2. Bicep Curl – biceps, wrist stability

This is an image of a fitness model demonstrating the bicep curl exercise in his living room.

The bicep curl is a gym staple and remains one of the best ways to build arm strength and size. The key to this exercise is maintaining proper form. Hold the dumbbell in one hand and lock your arm against your torso to steady your upper arm and maintain control. Simply extend your elbow so your arm is out straight before bringing the dumbbell back up to your shoulder. Ensure it is the bicep doing the work and that your body remains rigid. You’re better off starting light with good form and building on it than lifting heavy incorrectly. Complete 8-15 reps per set.

3. Dumbbell Floor Press – chest, shoulders, triceps

This is an image of a fitness model demonstrating the dumbbell floor press exercise at home.

A great way to build chest and anterior shoulder muscles with minimal fuss is through the dumbbell floor press. To complete the exercise, lay down on your back, flat on the floor. Hold a dumbbell in each hand close to your chest, with your elbows bent out to your side. Look directly up to the ceiling and extend your arms up, pressing the dumbbells high up towards the ceiling, before bringing them back down to your chest. Complete 8-15 reps per set.

4. Hammer Curl – forearms, bicep long head, grip strength

This is an image of a fitness model demonstrating the hammer curl exercise in his living room.

The hammer curl is just as important for accruing muscle definition in the arms as the bicep curl and a routine which involves both exercises will give you the best results. To complete the hammer curl correctly, hold a dumbbell in each hand with your arms down at your side and twist the bar of each weight so they face forward. Raise the dumbbell with each hand from your side up to your shoulder and back down again. Alternate arms between lifts and complete 10 reps on each side.

5. High Knees – quads, calves, hamstrings, hip flexors, fitness

This is an image of a fitness model demonstrating the high knees exercise at home as part of a high intensity interval training work out.

High Intensity Interval Training (HIIT) has become a global phenomenon in recent years as more people take to the idea of moving hard and fast in short bursts to lose weight and gain strength. High knees is a staple exercise in HIIT workouts and, as well as getting the heart racing, it improves balance and quad muscle endurance. To complete, simply stand up straight and jog on the spot, raising your knees up towards the ceiling as high as you can. Complete for between 40 seconds and a minute to get your heart racing and your legs burning. Add weight by holding one dumbbell to make the exercise more challenging if required.

6. Dumbbell Lunge – hamstrings, quads, balance

This is an image of a fitness model demonstrating the dumbbell lunge exercise on a yoga mat in his living room.

The dumbbell lunge is a brilliant way to improve leg strength and sharpen balance at the same time. The exercise works one leg at a time and so forces the body to balance on a single leg, which massively improves overall balance and aids practical movements.

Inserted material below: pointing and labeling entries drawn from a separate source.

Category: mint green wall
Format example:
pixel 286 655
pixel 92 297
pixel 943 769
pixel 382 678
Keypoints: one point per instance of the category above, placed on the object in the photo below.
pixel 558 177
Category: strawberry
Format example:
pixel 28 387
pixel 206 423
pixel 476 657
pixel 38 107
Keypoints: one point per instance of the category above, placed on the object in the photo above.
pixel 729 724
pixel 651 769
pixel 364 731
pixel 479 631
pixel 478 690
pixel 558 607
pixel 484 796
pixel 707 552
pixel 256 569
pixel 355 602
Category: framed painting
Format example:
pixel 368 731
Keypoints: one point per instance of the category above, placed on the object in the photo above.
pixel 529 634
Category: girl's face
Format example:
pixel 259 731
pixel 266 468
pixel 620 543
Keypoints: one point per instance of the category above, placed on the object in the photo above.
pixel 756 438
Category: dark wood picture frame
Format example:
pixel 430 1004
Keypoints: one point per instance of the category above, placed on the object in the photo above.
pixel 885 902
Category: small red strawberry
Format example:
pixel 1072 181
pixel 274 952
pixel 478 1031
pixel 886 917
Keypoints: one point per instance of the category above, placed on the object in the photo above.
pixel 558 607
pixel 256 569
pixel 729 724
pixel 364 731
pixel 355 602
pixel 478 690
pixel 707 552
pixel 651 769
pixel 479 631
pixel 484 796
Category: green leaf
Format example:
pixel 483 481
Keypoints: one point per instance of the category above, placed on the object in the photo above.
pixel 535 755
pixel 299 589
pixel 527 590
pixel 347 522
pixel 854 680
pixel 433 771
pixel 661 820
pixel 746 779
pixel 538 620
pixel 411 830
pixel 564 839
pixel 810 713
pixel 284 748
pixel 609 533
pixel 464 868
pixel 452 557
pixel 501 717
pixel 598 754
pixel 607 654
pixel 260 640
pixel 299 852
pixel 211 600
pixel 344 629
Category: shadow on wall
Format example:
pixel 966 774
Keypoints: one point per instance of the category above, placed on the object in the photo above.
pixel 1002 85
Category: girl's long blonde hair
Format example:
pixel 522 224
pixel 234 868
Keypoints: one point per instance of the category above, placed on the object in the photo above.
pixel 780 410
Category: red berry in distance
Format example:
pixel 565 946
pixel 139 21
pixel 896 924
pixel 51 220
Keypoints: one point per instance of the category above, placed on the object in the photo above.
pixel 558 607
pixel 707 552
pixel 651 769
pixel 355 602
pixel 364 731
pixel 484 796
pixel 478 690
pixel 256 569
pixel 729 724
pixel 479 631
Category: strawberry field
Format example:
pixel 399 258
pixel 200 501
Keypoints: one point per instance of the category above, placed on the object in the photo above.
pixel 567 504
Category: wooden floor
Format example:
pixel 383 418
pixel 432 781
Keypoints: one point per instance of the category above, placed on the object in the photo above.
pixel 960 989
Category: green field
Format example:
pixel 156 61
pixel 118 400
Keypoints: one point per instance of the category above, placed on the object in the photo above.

The exercise is hugely popular with runners and triathletes too as it concentrates on leg extension and improves acceleration as well as muscle endurance. To complete the lunge, stand up straight with a dumbbell in each hand down by your sides. Facing forwards, step one leg out in front of you, bending your forward knee. Lean forward and touch the knee of your trailing leg against the floor before stepping back out of the lunge to stand up straight again. Alternate between legs and complete 10-15 reps on either side.

7. Push-up – chest, shoulders, triceps

This is an image of a fitness model demonstrating the push-up exercise at home.

The go-to chest and shoulder exercise can do amazing things for your cardiovascular endurance as well as your upper body strength. As with all the exercises in this article, proper form is crucial to get results from push-ups, so concentrate on keeping your core tensed as you complete the exercise. To push-up correctly, adopt the plank position with your arms out straight, pressed against the floor, so your arms support your weight. Keeping your legs together, bend your arms to bring your whole body down to the floor until your chest is a few inches above the floor. Lift your body back up to the starting position to complete the lift. Keep your core muscles tensed throughout the lift to ensure your body stays rigid. Try to complete sets of 10 push-ups.

8. Reverse Fly – upper back, shoulders

This is an image of a fitness model demonstrating the reverse fly exercise in his living room.

Maintaining strong back muscles is crucial to preventing injury and back strain. The reverse fly is one of the best ways to accomplish this, though make sure you've got plenty of room around you before attempting the fly. To complete the exercise, hold a dumbbell in each hand and stand up straight. To assume the correct position, pivot forward from your hips so that your back is flat and parallel with the floor. Hold your arms out in front of you towards the ground. To complete the lift, bring the weight out to your sides so that is it level with your flat back, keeping your arms as straight as possible. You should feel the strain on your back, just below your shoulder blades. Complete at least 10 repetitions per set.